La Presse a analysé en détail la transaction de 2004 sur des terres situées à l'ouest du domaine Le Bergerac, près du boulevard Curé-Labelle. Pourquoi la Ville a-t-elle vendu sa terre pour 1,20$ le pied carré alors qu'au même moment, un propriétaire voisin vendait la sienne pour 2,10$?

Cette terre de la Ville faisait près de 1 million de pieds carrés et a été vendue sans appel d'offres.

Dans une résolution, le comité exécutif de la Ville affirme avoir suivi les recommandations de ses évaluateurs. Au cours d'une rencontre, ceux-ci nous ont dit que le rapport justifiant cette évaluation n'avait pas été conservé. Trois jours plus tard, le relationniste de la Ville nous a dit qu'il n'y en avait jamais eu.

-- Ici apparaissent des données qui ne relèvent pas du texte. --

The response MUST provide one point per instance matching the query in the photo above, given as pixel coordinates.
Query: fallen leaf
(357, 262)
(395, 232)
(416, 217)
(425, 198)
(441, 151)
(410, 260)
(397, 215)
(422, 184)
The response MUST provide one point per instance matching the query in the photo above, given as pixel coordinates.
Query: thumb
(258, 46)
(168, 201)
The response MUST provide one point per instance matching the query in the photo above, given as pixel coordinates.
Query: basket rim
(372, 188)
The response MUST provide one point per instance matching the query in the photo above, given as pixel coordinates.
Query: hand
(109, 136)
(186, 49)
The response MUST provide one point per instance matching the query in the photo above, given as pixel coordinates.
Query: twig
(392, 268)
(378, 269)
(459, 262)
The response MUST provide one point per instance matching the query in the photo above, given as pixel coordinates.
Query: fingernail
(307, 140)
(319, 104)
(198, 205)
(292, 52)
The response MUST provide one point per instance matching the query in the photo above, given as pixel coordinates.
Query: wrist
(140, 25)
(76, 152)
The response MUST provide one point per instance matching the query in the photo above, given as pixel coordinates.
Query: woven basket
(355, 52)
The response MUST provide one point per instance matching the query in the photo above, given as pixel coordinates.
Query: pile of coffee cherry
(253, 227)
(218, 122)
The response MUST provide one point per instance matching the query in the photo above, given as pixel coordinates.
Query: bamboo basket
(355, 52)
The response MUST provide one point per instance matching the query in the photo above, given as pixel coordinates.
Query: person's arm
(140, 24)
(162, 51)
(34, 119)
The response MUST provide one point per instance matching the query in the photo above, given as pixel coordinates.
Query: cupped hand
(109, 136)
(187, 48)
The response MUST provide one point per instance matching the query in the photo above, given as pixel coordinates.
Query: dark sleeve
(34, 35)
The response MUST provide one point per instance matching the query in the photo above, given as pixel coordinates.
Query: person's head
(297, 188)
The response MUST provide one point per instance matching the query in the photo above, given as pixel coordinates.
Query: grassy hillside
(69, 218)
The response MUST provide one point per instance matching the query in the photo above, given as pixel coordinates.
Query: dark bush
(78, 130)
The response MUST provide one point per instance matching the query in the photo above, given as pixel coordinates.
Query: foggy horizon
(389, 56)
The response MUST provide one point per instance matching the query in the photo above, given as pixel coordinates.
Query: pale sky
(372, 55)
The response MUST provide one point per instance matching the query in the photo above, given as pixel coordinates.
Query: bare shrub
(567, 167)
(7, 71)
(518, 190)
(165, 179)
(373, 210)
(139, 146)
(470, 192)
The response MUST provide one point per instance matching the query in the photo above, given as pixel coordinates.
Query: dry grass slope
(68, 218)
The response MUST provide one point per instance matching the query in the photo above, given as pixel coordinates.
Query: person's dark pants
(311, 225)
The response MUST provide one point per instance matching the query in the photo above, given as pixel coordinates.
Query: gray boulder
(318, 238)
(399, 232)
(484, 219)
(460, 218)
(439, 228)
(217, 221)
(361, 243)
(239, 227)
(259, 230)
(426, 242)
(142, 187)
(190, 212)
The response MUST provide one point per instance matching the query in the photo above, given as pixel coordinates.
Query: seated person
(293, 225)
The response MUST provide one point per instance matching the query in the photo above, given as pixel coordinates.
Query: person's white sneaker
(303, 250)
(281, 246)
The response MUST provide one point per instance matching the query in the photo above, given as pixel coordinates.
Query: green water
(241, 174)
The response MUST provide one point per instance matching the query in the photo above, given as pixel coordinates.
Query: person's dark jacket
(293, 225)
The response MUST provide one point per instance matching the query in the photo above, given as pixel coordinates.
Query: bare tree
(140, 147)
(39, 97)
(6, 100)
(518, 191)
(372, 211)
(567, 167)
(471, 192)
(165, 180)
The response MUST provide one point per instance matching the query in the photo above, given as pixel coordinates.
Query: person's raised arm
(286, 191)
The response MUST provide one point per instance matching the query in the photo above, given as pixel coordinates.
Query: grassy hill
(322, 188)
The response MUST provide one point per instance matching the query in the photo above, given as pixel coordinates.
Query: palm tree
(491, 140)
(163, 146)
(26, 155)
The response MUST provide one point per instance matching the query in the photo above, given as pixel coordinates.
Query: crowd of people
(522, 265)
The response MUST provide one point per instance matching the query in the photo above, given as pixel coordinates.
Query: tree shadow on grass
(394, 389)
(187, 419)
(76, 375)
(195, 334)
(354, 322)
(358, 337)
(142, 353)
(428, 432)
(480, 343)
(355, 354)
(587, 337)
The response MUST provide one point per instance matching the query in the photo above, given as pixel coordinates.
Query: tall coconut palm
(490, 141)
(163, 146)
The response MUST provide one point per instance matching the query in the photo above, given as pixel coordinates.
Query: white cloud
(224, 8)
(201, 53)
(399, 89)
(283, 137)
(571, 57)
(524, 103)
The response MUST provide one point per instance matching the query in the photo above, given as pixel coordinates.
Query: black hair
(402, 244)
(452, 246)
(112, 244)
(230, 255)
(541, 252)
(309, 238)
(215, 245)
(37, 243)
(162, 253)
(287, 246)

L'évaluateur en chef, René Lemire, a donné trois raisons pour expliquer l'écart de prix:

1. La présence d'un ruisseau

Le ruisseau Papineau traversait le terrain de la Ville dans le sens de la largeur, ce qui aurait constitué une contrainte majeure. «Il est interdit de construire sur 10 mètres de part et d'autre de ce ruisseau», a dit M. Lemire. Vérification faite, le schéma d'aménagement de la Ville de Laval n'accorde aucune protection aux rives des cours d'eau, à l'exception des rivières des Prairies et des Mille-Îles.

De leur côté, les terrains du propriétaire privé vendus 2,10$ le pied carré étaient constellés de milieux humides, selon une carte publiée sur le site internet de la Ville. L'un de ces milieux, grand comme deux terrains de football, avait une valeur écologique élevée. Il a fallu obtenir une autorisation du ministère de l'Environnement pour les remblayer.

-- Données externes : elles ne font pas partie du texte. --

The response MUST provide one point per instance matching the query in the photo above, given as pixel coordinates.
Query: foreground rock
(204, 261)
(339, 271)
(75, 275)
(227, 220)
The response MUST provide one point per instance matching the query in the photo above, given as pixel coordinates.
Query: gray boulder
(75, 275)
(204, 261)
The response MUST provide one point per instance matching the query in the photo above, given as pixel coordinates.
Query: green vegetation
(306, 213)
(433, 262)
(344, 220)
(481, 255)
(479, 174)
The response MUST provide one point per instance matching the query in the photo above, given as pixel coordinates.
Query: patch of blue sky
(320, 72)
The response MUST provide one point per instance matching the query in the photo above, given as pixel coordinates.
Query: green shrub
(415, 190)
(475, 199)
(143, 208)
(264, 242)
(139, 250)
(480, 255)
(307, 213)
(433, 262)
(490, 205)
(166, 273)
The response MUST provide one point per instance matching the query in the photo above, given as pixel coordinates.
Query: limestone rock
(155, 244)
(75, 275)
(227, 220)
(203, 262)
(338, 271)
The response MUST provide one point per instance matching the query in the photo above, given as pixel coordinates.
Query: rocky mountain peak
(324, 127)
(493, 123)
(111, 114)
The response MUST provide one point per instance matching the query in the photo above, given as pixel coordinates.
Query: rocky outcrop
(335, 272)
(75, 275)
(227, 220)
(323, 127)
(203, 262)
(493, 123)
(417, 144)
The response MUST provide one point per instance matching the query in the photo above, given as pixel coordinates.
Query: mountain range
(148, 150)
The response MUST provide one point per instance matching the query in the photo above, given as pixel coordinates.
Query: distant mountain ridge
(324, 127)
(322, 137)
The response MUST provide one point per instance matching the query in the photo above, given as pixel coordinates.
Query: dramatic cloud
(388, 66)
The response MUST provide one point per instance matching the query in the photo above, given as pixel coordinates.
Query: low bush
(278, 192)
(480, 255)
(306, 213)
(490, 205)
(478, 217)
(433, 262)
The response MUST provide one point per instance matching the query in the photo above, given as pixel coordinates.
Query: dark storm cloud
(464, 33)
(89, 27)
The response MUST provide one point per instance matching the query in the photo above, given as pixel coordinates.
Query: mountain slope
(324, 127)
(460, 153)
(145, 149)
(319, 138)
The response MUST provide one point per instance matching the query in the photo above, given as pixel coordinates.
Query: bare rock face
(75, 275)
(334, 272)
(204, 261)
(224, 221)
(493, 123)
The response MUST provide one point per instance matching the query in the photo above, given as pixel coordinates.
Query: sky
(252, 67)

Est-ce que cela ne représentait pas une contrainte aussi importante que le ruisseau? Réponse de la Ville: «En 2003, les milieux humides ne constituaient pas un élément significatif aux fins d'évaluation.» Pourtant, un document du Ministère concernant un autre projet de M. Borsellino (Islemere) montre qu'en 2003, la Ville était bien consciente de la question des milieux humides.

2. Le terrain de la Ville était en partie enclavé

M. Lemire a dit que la construction du domaine Le Bergerac III a commencé d'ouest en est, à partir du boulevard Curé-Labelle. Selon lui, le terrain de la Ville était situé plus loin des services. Il allait donc être le dernier à être construit, ce qui lui aurait enlevé beaucoup de valeur, a-t-il dit. Vérification faite, la construction a commencé à partir du boulevard Saint-Elzéar, au sud, à proximité du terrain de la Ville.

3. Le financement

René Lemire a fait valoir que le mode de financement explique en partie l'écart de prix. Le propriétaire privé a accepté de se faire payer en cinq ans sans imposer d'intérêts. Le prix de la transaction qui peut être comparé à celui de la Ville est donc de 1,87$ le pied carré plutôt que 2,10$, a-t-il dit.

Pas de liens particuliers

Par ailleurs, le porte-parole du maire, Jean-Maurice Duddin, a dit que le maire Gilles Vaillancourt et l'acheteur du terrain, M. Borsellino, n'avaient aucune «relation d'amitié particulière». M. Duddin a précisé que la Fondation Marcel-Vaillancourt pour l'enfance lavalloise n'est pas la fondation du maire, mais celle de son défunt père.

La mère, deux des frères et une des soeurs de Gilles Vaillancourt siègent au conseil d'administration de l'organisme, mais pas le maire. M. Borsellino fait partie des 26 patrons d'honneur de la Fondation, ajoute M. Duddin. Ces patrons sont généralement des entrepreneurs connus de Laval.